カラゾロールは、β₂AR-T4Lに対してピコモル濃度単位の親和性で結合して、この受容体の基礎活性の低下を生じさせる部分的逆アゴニストである。その結晶構造から、カルバゾールモイエティをPhe289^6.51、Phe290^6.52およびTrp286^6.48に隣接して配置させる、受容体とカラゾロールとの間の広範囲にわたる相互作用が判明している（図13A、図7および表5）。対照的に、シス-レチナールはロドプシンと共有結合している完全な逆アゴニストであり、トランスデューシンに向けられるすべての活性を抑制する（Palczewski, Annu Rev Biochem 75, 743 (2006)）。カラゾロールおよびレチナールはそれらの各々の受容体の中で類似の空間を占有し、それはカラゾロールの非芳香族領域とかなり重複する。しかし、レチナールのβ-イオノン環はロドプシンの結合ポケット中の深くまで伸びてヘリックスVおよびVI上の残基と接触し、そこでそれはPhe212^5.47とTyr268^6.51との間に挟まれて、高度に保存されたTrp265^6.48と相互作用する（図13B）。ロドプシンおよび関連ファミリーメンバーが活性化されるとTrp265^6.48の回転異性体における変化が起こることが提唱されており、これは受容体活性化の「トグルスイッチ」となる（Schwartz, et al., Annu Rev Pharamacol Toxicol 46, 481 (2006)）。このため、c／s-レチナールとTrp265^6.48との間の相互作用は、ロドプシンの基礎活性の欠如の原因になる可能性が高い。カラゾロールはヘリックスVI上のトグルスイッチと直接的には相互作用しないものの、それは受容体の基礎活性を低下させるが、これはPhe289^6.51およびPhe290^6.52と相互作用して、高度に保存されたTrp286^6.48を取り囲む拡張した芳香族ネットワークを形成することによってそれを行うと考えられる。その結果として、Trp286^6.48は不活性状態に伴ってみられる回転異性体の形をとる。このために、Phe290^6.52によって課せられる立体障害は、レチナールのβ-イオノン環とロドプシン上の保存されたTrp265^6.48およびPhe212^5.47との相互作用と構造的に近似するように思われる（Shi et al., J Biol Chem 277, 40989（2002））（図13C）。

（表５）β₂ARとカラゾロールとの間の直接的な接触

構造アラインメントおよびヘリックスバンドルの再編成
クラスA GPCRは長い間、それらの予想される7回膜貫通ヘリックスバンドル、および膜貫通領域内部での配列の保存が理由となって、共通した類似の構造様式を有すると考えられてきた（Lefkowitz, Nat Cell Biol 2, E133 (2000)）。本発明者らは、リガンド結合様式の類似性および差異を評価するために、β2AR-T4Lの構造を、ロドプシンの最も高分解能の構造（PDB ID Code 1U19）に対してアラインメントした。本発明者らは、β2AR-T4Lとロドプシンとの間のヘリックス配向の差異を明らかにするために、アラインメントを行った2つの構造間の非相違区域（nondivergent area）を選択するための差異距離行列（difference distance matrix）を選択した。アラインメントについては、β2AR上の残基をロドプシン上の等価な残基に対して、それぞれ以下の通りにアラインメントした：43〜59を47-63に対して；67〜95を71〜99に対して；122〜135を126〜139に対して；285〜296を264〜275に対して。

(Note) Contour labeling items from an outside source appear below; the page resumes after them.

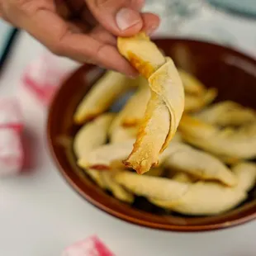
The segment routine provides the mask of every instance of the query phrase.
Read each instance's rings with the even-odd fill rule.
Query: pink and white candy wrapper
[[[75,66],[69,59],[46,51],[26,69],[22,85],[44,106],[48,106],[61,82]]]
[[[68,247],[61,256],[115,256],[97,237],[91,236]]]
[[[23,164],[23,122],[15,99],[0,99],[0,176],[21,171]]]

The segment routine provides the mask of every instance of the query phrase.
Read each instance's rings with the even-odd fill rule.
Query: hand
[[[133,76],[137,73],[118,53],[116,36],[158,27],[157,16],[140,12],[143,4],[144,0],[0,0],[0,17],[58,55]]]

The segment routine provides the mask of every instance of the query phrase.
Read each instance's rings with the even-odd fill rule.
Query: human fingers
[[[142,0],[85,0],[98,22],[116,36],[133,36],[143,28]],[[151,14],[150,17],[156,17]],[[148,28],[148,26],[145,27]]]

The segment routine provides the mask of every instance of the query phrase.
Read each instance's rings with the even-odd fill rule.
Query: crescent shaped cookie
[[[97,81],[79,103],[73,116],[74,122],[83,124],[103,113],[135,83],[136,81],[129,79],[121,73],[107,71]]]
[[[198,182],[191,185],[177,204],[173,204],[173,201],[149,200],[160,207],[187,215],[216,215],[227,211],[246,199],[247,192],[256,181],[254,164],[240,163],[233,167],[232,170],[239,181],[235,187],[224,187],[216,183]]]
[[[73,144],[78,159],[107,141],[107,130],[114,117],[113,113],[103,114],[80,128],[74,136]]]
[[[151,92],[132,152],[124,162],[141,174],[158,164],[159,154],[174,136],[184,110],[184,88],[173,61],[165,58],[144,33],[119,37],[117,46],[148,79]]]
[[[107,139],[108,129],[114,118],[113,113],[103,114],[94,121],[84,125],[76,134],[73,151],[79,159],[91,154],[94,149],[102,145]],[[86,168],[85,173],[102,189],[107,189],[113,196],[126,202],[132,202],[134,196],[116,183],[110,173],[102,173],[95,168]]]
[[[216,103],[195,115],[206,123],[221,126],[244,126],[256,121],[256,112],[231,101]]]
[[[219,129],[198,118],[183,116],[179,130],[185,141],[210,152],[225,162],[256,157],[256,122],[235,128]]]
[[[217,158],[183,143],[171,144],[165,150],[164,166],[203,180],[220,181],[227,186],[237,184],[236,176]]]

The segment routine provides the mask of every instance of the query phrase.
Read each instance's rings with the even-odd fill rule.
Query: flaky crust
[[[145,34],[118,38],[118,49],[148,78],[151,91],[133,150],[124,162],[144,173],[158,164],[176,132],[184,109],[184,89],[173,60]]]

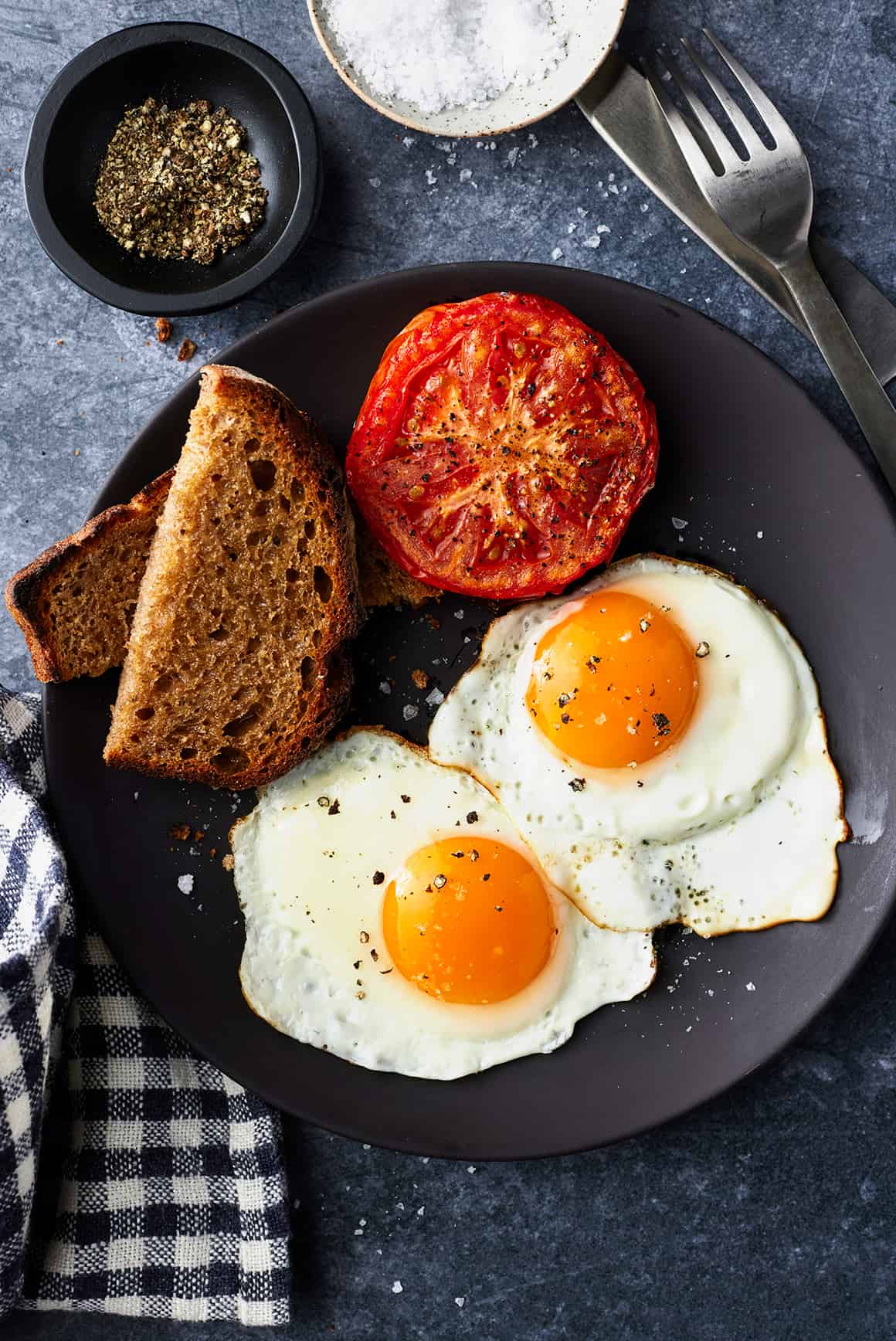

ロドプシンを基準として、β2AR-T4Lには以下のヘリックス移行（helical shift）が見いだされた：ヘリックスIおよびIIIの細胞外部分は受容体の中心から離れるように傾斜しており、ヘリックスIVは受容体の中心から離れるように並進しており、ヘリックスVは受容体の中心により近づくように並進しており、ヘリックスVIは細胞質末端上で受容体から離れるように傾斜している（図14）。最大の差異はヘリックスIにあり、これはロドプシンに見られるプロリン誘導性キンクを欠き、比較すると直線的である。ロドプシンおよびβ2ARのヘリックスIの位置間の角度はおよそ18゜であり、細胞外面の頂部では7Åの移行がみられた。この構造的な差異は、N末端と細胞外ループセグメントとの相互作用の欠如によって部分的にもたらされる、β2ARにおける結合可能な結合部位の必要性に起因する可能性がある。対照的に、ロドプシンにおけるN末端領域は、細胞外ループとの広範囲にわたる相互作用を通じてレチナール-結合部位を塞ぐ（図12B）。β2ARのヘリックスVは結合ポケットに対して平均でおよそ3.5Å近く、その内腔末端はヘリックスVI側により傾斜している。β2ARのヘリックスIVは結合部位からより隔たっており、これはおそらくヘリックスVの位置変化に起因する立体的衝突を解消するためと考えられる（図14B、14C）。ヘリックスIIIは、細胞質末端の近くに位置する支点を軸として旋回している（図14C）。ロドプシンのヘリックスIIIとβ2ARのヘリックスIIIとの間に形成される角度はおよそ7゜であり、ヘリックスの細胞質末端で結合ポケットから離れる側に4Åの転位が生じている。ヘリックスVIは、ロドプシンと比較して細胞質末端で受容体の中心から隔たって位置しており、これはヘリックス中のプロリン誘導性キンクの周りの角度の幾分の違いによって引き起こされる（図14C）。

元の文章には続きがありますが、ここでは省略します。